Conseil n° 9 Le laser et l’URS souple (figures 12-13-14)

Figure 12 : Synergie URS souple et fibre laser.
Afin d’éviter de brûler la partie distale du canal opérateur de l’URS souple au moment du tir laser, il est totalement déconseillé de mobiliser la fibre laser d’avant en arrière. Au contraire il faut faire sortir la fibre laser à l’extrémité de l’URS souple en annulant toute déflexion de la partie distale de l’URS (URS en position parfaitement rectiligne) et de fixer la fibre laser dans cette position en serrant le joint d’étanchéité au maximum. Dans cette configuration, la fibre laser ne peut absolument plus bouger, c’est donc l’endoscope dans son ensemble qui va bouger d’avant en arrière, fibre laser en place et bloquée.
Figure 13 : Maintenance des fibres laser.
Il est recommandé de ne pas dénuder l’extrémité des fibres laser.

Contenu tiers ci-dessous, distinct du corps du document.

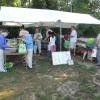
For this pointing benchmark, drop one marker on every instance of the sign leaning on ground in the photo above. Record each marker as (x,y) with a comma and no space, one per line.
(63,57)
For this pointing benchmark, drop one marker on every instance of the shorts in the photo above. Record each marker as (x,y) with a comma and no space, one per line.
(72,45)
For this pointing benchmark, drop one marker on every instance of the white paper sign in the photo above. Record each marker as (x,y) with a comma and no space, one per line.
(61,57)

En effet, cela n’a aucun intérêt en pratique clinique, en sachant que l’extrémité dénudée est peu visible dans les cavités rénales (risque de perforation). Par ailleurs, l’extrémité dénudée est très fragile et peut très facilement se rompre dans le canal opérateur et l’endommager de façon définitive. Il est donc fortement recommandé de « ne pas dénuder l’extrémité des fibres laser. Uniquement les couper de façon franche avec une paire de ciseaux classiques ! »
Figure 14 : Stockage des fibres laser.
Le stockage des fibres laser doit se faire en sachet ou en boîte individuelle sans jamais déposer quoique ce soit sur les sachets au risque d’abîmer les fibres laser par phénomènes d’écrasement. Pour le stockage, les fibres doivent être enroulées et les cercles ne doivent jamais être inférieurs à 20cm sinon les fibres sont fragilisées avec création de microfissures qui entraîneront des ruptures de fibres au moment du tir laser.

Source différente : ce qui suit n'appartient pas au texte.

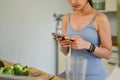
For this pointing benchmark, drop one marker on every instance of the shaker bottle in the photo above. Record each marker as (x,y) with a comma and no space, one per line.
(76,68)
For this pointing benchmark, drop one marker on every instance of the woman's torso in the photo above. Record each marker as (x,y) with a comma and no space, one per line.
(89,33)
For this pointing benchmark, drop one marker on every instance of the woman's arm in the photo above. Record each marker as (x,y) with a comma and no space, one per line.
(104,31)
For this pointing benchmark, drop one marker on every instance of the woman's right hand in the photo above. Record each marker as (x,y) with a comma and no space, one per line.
(66,42)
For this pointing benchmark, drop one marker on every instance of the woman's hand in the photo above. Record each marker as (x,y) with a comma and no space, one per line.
(66,42)
(79,43)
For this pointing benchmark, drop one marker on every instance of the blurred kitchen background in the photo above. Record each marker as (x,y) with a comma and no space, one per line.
(26,27)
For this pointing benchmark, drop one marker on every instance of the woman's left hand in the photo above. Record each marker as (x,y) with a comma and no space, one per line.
(79,43)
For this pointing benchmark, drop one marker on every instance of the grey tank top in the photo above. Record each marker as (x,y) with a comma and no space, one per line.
(89,33)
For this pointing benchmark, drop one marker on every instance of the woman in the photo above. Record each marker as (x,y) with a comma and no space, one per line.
(88,34)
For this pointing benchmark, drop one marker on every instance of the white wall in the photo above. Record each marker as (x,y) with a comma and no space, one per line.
(25,32)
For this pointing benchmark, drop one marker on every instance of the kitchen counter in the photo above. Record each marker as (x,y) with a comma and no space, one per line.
(33,70)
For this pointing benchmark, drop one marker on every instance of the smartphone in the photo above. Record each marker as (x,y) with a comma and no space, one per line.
(58,35)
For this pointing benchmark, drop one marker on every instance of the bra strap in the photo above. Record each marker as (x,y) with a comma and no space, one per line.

Conseil n° 10 Test d’étanchéité ()

Tous les URS souples actuels sont équipés d’une connexion (valve test) pour tester l’étanchéité du canal opérateur de l’endoscope. On dit que le test est positif si l’URS n’est plus étanche. Cela signifie que le canal opérateur est perforé et que l’URS souple ne peut plus être utilisé. Il s’agit d’une réparation très importante et onéreuse. Si l’URS souple est étanche, le test est dit négatif. Pour réaliser ce test, l’extrémité distale de l’URS souple doit être plongée dans un bac d’eau. De l’air est injecté par la valve test à l’aide d’une poire munie d’un manomètre. Si le canal opérateur est perforé, l’air s’échappe par l’extrémité de l’URS souple : on dit que l’URS « bulle ».
Figure 15 : Le test d’étanchéité.
Il est absolument indispensable de réaliser ce test avant et après chaque intervention.
Conclusion
Le respect de ces 10 conseils est indispensable pour améliorer la durée de vie d’un URS souple. Au sein d’une même équipe, il est fortement recommandé de limiter le nombre d’opérateurs afin de manipuler l’endoscope dans des conditions similaires. Il est également fortement recommandé de désigner un opérateur responsable qui pourra régulièrement tester le matériel et vérifier que l’ensemble des procédures de stockage, de stérilisation et de manipulation sont respectées. Tenir un carnet d’utilisation permet de mieux repérer les pannes et les problèmes de fonctionnement, en notant par exemple le nombre de fibres optiques cassées à chaque intervention. Le nombre de fibres cassées est habituellement un bon marqueur des traumatismes infligés à l’endoscope. Enfin, la tenue du carnet par le personnel du bloc opératoire a le mérite de sensibiliser l’ensemble des utilisateurs.
De façon générale, il faut respecter ce matériel fragile en tentant de le protéger au maximum des traumatismes. Encore une fois, un URS souple demande beaucoup de soins et d’attention et une implication forte des opérateurs.
Les points essentiels à retenir
  • Manipulation des URS souples avec précaution et beaucoup de douceur.
  • Ne pas plier et/ou forcer un urétérorénoscope souple.
  • Respecter les procédures de stockage et de stérilisation.
  • Respecter les règles d’utilisation du laser avec l’urétéroscope souple.
  • Toujours tenter de relocaliser un calcul caliciel inférieur.

Conflits d’intérêt

Séminaires d’enseignement avec les sociétés Olympus, Storz, Cook, Boston et AMS.